Mais après avoir reçu diverses réponses critiques cinglantes depuis lors, Kushner a révisé. Il a déjà réécrit Zillah, pour d'autres productions, mais cette fois, les gars, c'estaudacieux.Il a ajouté un interrupteur supplémentaire, 2019, mis à jour (Jonathan Hadary) appelé Xillah, qui est clairement Kushner lui-même, ici pour nous dire pourquoi certains personnages existent (il faut fournir des rôles à de superbes actrices d'un certain âge). ») ou d'où vient le titre (il a mal entendu le nom du ballet d'Agnès de Mille « Un marié appelé la mort »).

Xillah et Zillah se confrontent sur divers problèmes de narration, principalement sur la question de savoir si le dramaturge permettra à Zillah, la construction narrative, d'entrer dans la pièce pour sauver Agnès. Cela devient un débat plus compliqué sur la question de savoir si le théâtre peut réellement faire quelque chose dans des moments comme ceux-ci. « Le seul écrivain historique ayant le don d'allumer les étincelles d'espoir dans le passé », a déclaré Walter Benjamin, le philosophe qui stimule tant la pensée de Kushner, « est celui qui est convaincu de ceci : que même les morts ne sera à l’abri de l’ennemi. En repensant à la montée des nazis, Zillah et Xillah ont peur que nous soyons dans une autre époque similaire – que notre Maison Blanche actuelle tue les morts, le passé et tous ses progrès. Commencez par sauver un personnage fictif, affirme Zillah, et terminez par sauver le pays.

Ce qui est étrange, c'est que malgré toutes les protestations de Kushner selon lesquelles ce sont les sections Zillah qui avaient besoin d'être peaufinées, ce sont maintenant les sections allemandes qui semblent un peu sous-huilées. Hadary est un si bon Kushner, et Kushner est un si grand causeur, que nous pourrions volontiers passer nos trois heures et demie au public à l'écouter divaguer sur Trump ou nous crier de manière inexacte sur son processus. "Je suis un réaliste narratif maintenant!" » crie-t-il de façon hilarante, juste avant que le Diable (Mark Margolis) n'apparaisse ou qu'unTraîne-moi en enfer– un démon de vieille dame (la grande Estelle Parsons, qui vient d’avoir 92 ans) grimpe par une fenêtre. Je dis cela à bon escient, compte tenu du temps d’exécution, mais tout le monde est un peu souscrit et sous-financé. Urie parvient à intégrer une personne dans son personnage, tout comme Nadine Malouf, qui incarne une membre chaleureuse du Parti. Mais le reste est un peu à la dérive, seulement des aperçus.

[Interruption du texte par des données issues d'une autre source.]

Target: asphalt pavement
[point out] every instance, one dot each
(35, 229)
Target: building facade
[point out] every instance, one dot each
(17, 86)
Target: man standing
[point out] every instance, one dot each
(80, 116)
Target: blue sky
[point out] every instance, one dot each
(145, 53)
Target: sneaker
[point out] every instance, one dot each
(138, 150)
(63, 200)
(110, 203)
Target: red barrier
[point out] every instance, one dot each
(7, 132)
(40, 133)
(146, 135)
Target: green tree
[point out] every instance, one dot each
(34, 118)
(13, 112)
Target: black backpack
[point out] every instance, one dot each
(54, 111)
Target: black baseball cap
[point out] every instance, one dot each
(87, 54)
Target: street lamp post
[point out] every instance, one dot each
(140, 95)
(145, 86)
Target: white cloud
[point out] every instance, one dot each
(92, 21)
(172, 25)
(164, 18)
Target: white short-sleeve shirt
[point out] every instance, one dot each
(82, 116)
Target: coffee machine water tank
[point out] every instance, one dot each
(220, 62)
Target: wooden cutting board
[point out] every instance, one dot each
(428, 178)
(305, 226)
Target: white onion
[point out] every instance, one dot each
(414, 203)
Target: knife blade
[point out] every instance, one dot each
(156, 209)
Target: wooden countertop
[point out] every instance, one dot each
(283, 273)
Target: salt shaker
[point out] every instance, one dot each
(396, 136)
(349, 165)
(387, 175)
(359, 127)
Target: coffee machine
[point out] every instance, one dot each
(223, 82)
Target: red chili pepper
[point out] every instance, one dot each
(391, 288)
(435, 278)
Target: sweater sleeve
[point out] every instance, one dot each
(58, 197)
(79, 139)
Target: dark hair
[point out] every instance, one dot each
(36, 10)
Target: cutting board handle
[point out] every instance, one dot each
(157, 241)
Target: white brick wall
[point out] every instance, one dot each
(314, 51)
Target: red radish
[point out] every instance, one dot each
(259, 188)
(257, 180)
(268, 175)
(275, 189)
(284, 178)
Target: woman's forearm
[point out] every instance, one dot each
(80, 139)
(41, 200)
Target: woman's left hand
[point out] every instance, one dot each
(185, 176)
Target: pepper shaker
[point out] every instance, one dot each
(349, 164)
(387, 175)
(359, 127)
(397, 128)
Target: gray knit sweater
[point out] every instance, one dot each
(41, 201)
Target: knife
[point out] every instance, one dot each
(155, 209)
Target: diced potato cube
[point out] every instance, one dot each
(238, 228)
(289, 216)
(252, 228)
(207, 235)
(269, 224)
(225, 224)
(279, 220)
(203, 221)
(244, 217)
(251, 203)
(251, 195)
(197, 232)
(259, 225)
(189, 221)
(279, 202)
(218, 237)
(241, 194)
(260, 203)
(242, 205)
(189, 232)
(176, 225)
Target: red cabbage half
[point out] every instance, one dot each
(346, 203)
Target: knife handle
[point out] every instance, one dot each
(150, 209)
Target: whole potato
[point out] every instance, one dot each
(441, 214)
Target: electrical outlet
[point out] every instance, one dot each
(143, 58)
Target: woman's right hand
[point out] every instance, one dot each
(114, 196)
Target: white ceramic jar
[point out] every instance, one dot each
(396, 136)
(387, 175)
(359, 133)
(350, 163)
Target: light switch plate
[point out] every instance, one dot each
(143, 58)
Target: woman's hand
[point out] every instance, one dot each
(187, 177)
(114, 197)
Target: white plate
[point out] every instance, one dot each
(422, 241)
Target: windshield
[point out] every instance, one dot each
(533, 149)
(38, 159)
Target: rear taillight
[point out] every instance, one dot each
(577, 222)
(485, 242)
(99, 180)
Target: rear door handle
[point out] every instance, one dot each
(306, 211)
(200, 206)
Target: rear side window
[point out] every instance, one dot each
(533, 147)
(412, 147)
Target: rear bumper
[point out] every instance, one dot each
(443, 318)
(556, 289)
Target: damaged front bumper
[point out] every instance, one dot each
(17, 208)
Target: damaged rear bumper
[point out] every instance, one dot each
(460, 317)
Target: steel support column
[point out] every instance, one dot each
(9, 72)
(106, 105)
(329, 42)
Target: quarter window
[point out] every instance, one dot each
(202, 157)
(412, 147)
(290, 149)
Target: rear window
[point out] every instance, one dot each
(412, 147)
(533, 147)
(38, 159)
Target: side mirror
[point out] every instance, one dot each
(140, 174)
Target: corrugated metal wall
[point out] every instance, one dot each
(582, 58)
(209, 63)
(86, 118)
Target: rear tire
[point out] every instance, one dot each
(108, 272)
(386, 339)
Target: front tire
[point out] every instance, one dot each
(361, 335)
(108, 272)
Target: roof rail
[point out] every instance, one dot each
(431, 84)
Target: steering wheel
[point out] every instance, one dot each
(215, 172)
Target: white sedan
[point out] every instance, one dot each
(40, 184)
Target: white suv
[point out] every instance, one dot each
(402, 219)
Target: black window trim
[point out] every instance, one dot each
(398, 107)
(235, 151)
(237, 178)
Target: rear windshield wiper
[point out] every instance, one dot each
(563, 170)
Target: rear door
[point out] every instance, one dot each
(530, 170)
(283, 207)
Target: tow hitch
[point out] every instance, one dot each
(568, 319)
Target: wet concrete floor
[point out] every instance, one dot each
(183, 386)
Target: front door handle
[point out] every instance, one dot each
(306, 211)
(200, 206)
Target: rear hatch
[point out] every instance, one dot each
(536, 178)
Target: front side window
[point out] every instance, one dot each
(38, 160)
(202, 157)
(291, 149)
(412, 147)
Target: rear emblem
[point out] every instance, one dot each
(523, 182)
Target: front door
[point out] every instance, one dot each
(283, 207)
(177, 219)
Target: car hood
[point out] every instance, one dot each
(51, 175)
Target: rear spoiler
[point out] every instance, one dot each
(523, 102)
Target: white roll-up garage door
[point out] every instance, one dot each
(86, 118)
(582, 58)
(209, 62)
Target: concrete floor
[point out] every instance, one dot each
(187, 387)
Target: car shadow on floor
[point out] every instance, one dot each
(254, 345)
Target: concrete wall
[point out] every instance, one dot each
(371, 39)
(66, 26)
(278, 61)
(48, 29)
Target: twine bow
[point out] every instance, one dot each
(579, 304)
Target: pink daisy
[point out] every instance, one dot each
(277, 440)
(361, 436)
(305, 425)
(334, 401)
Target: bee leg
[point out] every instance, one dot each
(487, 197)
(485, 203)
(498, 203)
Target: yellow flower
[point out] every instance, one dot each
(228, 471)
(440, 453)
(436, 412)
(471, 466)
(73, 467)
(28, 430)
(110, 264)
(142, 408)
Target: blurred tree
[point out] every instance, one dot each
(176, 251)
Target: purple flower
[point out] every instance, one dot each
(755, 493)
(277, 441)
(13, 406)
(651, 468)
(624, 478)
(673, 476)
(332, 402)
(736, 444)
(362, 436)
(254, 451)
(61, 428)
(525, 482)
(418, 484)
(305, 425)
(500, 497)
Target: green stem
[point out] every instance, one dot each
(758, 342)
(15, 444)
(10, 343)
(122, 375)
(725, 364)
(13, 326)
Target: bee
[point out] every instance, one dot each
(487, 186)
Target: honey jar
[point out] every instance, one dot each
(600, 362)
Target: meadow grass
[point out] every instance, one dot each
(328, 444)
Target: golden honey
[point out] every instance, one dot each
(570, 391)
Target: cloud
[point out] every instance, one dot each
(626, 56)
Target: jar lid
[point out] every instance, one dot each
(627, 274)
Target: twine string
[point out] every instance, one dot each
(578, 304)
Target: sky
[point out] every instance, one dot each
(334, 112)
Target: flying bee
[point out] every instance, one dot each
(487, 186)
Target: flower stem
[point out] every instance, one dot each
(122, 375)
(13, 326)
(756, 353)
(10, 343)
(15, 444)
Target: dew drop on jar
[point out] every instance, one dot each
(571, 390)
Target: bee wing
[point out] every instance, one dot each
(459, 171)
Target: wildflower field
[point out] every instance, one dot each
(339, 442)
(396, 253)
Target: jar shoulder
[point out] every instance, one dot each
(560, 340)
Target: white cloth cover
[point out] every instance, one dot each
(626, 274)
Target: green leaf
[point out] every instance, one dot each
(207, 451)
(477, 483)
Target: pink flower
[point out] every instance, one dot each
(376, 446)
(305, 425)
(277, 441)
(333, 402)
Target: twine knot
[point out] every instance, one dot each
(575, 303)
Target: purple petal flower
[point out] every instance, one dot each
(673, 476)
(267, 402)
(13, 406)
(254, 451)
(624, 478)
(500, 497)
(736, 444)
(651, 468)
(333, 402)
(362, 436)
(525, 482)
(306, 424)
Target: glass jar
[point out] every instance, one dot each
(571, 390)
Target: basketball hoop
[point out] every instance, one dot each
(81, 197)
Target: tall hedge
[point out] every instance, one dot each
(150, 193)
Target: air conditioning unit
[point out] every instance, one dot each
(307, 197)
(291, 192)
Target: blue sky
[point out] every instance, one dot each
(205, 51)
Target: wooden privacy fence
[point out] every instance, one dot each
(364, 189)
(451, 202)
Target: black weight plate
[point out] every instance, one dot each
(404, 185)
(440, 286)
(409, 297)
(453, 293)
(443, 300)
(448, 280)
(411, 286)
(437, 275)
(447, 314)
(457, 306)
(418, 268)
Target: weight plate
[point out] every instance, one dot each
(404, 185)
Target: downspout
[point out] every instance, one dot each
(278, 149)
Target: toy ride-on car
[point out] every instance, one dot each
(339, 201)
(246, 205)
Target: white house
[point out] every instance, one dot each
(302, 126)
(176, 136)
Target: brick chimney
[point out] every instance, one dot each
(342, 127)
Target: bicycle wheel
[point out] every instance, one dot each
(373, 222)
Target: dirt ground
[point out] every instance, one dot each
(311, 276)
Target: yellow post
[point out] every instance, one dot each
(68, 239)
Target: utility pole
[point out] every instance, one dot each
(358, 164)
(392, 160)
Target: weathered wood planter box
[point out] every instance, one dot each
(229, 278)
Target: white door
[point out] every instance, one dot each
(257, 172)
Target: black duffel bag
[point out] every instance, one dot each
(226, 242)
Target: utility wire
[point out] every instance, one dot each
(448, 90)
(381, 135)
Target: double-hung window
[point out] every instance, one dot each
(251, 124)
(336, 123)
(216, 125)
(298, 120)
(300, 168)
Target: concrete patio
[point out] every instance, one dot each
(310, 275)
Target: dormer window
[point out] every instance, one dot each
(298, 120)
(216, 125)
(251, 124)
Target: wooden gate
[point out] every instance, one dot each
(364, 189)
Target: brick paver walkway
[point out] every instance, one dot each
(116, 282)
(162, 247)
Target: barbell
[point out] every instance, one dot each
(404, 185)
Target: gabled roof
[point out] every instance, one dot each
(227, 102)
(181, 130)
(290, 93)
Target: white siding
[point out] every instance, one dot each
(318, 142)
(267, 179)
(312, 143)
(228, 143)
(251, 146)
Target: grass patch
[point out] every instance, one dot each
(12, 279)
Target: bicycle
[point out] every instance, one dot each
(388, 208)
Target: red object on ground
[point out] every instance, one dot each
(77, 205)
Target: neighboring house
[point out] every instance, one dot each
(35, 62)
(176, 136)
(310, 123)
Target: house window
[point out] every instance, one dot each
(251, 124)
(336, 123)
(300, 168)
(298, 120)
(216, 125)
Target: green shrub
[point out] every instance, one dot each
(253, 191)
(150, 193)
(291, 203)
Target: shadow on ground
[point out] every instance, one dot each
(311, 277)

Les heures que tu passes avecChambre Lumineusesont tendus - après, j'ai ressenti le besoin de retourner àFièvreretrouver la confiance de Fornés dans le théâtre en tant que forme, dans notre éducation spirituelle continue, dans la possibilité pour les gens de se parler. Cette impulsion rendrait cette production folle, puisqu'elle souhaite expressément que le public descende dans la rue pour résister. Mais deux hommes très intelligents, Eustis et Kushner, ont réalisé une œuvre qui parle beaucoup d'action tout entransmettreinertie. Si nous savons quelque chose sur la façon dont nous surmontons notre état de repos, c'est que nous devons changer d'entreprise, pour être parmi ceux qui sont déjà en mouvement. Il y a tellement de merveilleux textes kushnériens dansChambre Lumineuseque votre oreille et votre esprit seront ravis. Mais cette autre partie de vous, celle qui brandit l’épée, pourrait bien dormir.

Fefu et ses amisest au Polonsky Shakespeare Center jusqu'au 8 décembre.

Une pièce lumineuse appelée Jourest au Théâtre Public jusqu'au 15 décembre.